Career game plan is about aligning your personal vision, your values, your purpose with a role trajectory that makes sense for you. It's about adding your unique value proposition so that you magnetically attract opportunities as a leader, as an executive, as a true chief. When you are doing a job that aligns to these things, I guarantee you that you're more likely to get promoted faster.

2. Routines

Your rhythm and your discipline will help set yourself up every day to lead your team on a weekly, monthly, quarterly, annual basis. You need to define your routines as they will help you to stay focused, and importantly, recover from your efforts. Also worth noting is that both your game plan and routines change every time you get promoted or land a new job.

3. Entourage

This is your network of peers, senior executives, direct reports, external trusted advisors, customers, suppliers, and of course, home. This is right in the middle of the GREAT method because it's like a keystone. If we don't get that right, it's high stress and high drama. This is where we build trust because business is a people game.

4. Assets

These are the skills, the experience, the education that you need to nail the job right now, but then more importantly, it’s what you take with you on your career journey.

5. Track record

As a result of building your assets, you can build a bulletproof track record of results that does not leave a trail of destruction and people wondering who that was that turned up and destroyed their business.

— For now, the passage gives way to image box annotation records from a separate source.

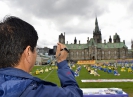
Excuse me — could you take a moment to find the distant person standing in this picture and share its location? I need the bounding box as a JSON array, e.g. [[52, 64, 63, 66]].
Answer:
[[0, 16, 83, 97]]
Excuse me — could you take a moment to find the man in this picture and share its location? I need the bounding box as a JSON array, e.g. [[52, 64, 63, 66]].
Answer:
[[0, 16, 83, 97]]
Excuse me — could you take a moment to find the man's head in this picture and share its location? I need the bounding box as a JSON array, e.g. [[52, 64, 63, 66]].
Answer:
[[0, 16, 38, 68]]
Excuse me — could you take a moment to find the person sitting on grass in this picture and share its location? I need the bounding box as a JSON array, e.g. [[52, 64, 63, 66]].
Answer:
[[39, 68, 44, 73], [114, 70, 120, 76], [35, 69, 40, 75]]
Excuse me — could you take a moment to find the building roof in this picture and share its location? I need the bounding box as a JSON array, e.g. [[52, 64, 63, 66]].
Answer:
[[65, 38, 127, 49]]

Getting promoted faster – and the path to happiness

Chief, if your career journey has hit a plateau, ask yourself these questions:

  • In my current role, have I got the right career game plan?
  • Am I aligned to the role?
  • Is my unique value coming out?
  • Am I playing to my strengths?
  • Am I motivated day in, day out?
  • Do I have the right routines and rhythm to stay focused, continuously improve, and recover?
  • Do I have a good network of trusting people around me that are backing me in?
  • Am I connected to senior executives and other quality people outside the organisation that you can solve problems with together?
  • Have I got the right skills, knowledge, experience to complete with absolute excellence?
  • Am I building a track record in this role right now?

If you can answer yes to the above, you will get promoted faster and reduce that seven year process each time because whenever there's a trough, you can jump it rather than sliding back down.

Chief, this is the GREAT Method. You can find it on our website and there’s actually a free scorecard where you can rate yourself. The Chief Maker book also talks about this in length.

If you hit a career stall, then go back to this method. It will tell you where to focus next so that you can improve your chances and actually start to love your job. And the research is bulletproof on this, it shows us that when you're in love with your job, the people you live with – and who even report to you – are 80% more likely to be thriving as well.